The company is working on expanding its operations and plans to open five million physical stores over the next three years. The company is bolstering its logistics to provide the same products at the same price to consumers in smaller cities as available for those in tier-1 cities. This move could position JD.com as a leader not just in e-commerce but overall in retail.

For the quarter ended September 2020, the company saw an increase in revenue of 29.2% compared to the same period last year. The company’s annual active customer accounts also increased by 32.1% year-over-year.

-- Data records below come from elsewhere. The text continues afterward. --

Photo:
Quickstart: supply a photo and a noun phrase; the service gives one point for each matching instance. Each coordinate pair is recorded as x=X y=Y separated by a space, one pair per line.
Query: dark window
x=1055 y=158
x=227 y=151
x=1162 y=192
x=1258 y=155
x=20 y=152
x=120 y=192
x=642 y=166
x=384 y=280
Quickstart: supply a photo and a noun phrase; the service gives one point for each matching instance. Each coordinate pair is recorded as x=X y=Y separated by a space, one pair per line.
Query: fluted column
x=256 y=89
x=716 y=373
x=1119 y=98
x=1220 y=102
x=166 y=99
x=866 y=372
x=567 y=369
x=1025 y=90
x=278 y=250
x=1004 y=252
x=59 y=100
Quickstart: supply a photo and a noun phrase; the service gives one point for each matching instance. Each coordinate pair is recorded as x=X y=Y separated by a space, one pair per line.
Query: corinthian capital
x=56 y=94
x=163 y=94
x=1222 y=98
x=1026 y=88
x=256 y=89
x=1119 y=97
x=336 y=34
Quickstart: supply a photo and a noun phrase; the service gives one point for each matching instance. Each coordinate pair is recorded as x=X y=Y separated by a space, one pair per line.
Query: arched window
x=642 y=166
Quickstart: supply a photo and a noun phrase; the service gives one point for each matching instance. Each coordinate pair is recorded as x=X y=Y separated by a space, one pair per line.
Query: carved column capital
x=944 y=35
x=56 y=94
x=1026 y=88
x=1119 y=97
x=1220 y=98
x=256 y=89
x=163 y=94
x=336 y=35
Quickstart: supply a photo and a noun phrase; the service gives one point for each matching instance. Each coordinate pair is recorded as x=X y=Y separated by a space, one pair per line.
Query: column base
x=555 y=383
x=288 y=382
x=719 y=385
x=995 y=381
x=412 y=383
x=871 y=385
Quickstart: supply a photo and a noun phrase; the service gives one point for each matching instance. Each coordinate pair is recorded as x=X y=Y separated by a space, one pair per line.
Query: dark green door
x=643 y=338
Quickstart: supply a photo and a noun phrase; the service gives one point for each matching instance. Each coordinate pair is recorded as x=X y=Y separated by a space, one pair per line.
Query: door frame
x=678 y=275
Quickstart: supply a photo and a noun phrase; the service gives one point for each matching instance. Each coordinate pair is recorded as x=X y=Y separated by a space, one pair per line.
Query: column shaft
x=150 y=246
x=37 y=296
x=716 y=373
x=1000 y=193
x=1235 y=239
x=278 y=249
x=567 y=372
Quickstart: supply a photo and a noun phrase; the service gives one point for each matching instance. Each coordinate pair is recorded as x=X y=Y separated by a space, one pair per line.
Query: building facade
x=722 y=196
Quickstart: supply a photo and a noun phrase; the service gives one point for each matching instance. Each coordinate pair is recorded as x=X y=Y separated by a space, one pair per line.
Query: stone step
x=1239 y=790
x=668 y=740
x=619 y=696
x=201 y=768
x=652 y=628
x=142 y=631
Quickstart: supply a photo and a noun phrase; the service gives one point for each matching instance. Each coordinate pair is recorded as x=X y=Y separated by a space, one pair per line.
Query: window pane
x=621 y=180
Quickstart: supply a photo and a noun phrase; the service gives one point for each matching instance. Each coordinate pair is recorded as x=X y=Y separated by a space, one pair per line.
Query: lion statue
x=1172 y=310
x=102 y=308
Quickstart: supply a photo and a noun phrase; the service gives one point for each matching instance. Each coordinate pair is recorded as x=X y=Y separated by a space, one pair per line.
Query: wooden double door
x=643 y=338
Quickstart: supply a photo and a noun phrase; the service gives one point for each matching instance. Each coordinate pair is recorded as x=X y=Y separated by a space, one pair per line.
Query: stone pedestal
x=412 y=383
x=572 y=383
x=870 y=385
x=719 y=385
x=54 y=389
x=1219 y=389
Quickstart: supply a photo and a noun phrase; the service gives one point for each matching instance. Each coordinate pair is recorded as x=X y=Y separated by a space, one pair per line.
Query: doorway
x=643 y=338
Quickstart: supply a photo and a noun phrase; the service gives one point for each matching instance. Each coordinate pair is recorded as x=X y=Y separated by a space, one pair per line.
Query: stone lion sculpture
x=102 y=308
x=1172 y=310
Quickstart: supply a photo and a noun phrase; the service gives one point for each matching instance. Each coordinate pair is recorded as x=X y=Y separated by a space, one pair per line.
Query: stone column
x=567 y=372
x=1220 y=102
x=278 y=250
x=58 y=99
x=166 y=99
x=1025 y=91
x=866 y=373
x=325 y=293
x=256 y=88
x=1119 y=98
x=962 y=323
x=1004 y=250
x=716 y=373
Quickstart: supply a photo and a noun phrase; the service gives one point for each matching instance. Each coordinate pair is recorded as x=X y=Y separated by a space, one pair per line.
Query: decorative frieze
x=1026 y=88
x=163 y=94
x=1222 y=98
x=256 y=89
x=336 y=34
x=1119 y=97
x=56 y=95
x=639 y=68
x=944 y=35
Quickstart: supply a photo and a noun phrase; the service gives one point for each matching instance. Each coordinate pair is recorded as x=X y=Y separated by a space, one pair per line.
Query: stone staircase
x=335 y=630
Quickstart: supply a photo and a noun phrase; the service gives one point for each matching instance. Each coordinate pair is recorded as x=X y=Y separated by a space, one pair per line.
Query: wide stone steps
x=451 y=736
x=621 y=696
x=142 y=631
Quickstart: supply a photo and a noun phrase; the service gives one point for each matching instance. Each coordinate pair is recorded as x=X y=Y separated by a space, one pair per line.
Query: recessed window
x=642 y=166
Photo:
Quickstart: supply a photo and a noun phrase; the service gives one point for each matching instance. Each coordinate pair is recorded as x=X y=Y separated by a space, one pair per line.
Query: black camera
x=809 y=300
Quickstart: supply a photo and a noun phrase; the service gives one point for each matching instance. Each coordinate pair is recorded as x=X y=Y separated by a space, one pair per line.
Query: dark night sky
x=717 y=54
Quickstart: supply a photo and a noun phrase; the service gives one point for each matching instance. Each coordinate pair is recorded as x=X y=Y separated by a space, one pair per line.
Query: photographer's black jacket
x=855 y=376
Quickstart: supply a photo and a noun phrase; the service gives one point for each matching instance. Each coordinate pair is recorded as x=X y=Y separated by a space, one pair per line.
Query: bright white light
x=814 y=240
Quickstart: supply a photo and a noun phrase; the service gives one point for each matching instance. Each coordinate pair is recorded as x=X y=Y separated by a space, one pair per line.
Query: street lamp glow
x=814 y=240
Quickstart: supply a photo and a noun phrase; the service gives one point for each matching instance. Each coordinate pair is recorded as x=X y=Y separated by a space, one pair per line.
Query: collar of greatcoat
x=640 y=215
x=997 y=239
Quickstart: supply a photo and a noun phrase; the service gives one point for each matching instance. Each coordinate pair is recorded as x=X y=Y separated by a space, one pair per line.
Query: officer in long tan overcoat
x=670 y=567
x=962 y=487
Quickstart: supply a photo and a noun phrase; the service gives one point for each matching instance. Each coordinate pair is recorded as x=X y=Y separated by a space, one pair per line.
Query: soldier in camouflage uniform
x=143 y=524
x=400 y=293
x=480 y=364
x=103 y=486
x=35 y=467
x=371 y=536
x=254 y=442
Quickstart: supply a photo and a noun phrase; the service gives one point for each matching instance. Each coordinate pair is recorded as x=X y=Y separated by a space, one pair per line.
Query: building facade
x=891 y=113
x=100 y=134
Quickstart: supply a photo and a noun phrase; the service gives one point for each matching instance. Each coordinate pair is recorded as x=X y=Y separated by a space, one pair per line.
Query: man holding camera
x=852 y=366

JD’s trailing-twelve-month revenue grew at a CAGR of 28.1% over the last three years. The company’s year-over-year EBITDA growth rate is 106.9% compared to the sector average of 9.9%. JD is expected to witness revenue growth of 33.9% for the current quarter and 21.8% in 2021. The company’s EPS is estimated to grow 43.6% in 2021 and at a rate of 6.3% per annum over the next five years.

It’s no surprise that JD is rated a “Strong Buy” in our POWR Ratings system, with a grade of “A” in Trade Grade, Buy and Hold Grade, and Peer Grade. In the 115-stock China industry, it is ranked #16.

Chewy, Inc. (CHWY)

CHWY operates an online platform that sells pet food and other pet-related products. The company offers products from more than 2000 brands and has over 6.1 million sq. ft. of fulfillment space. CHWY’s stock has gained 117.2% so far this year.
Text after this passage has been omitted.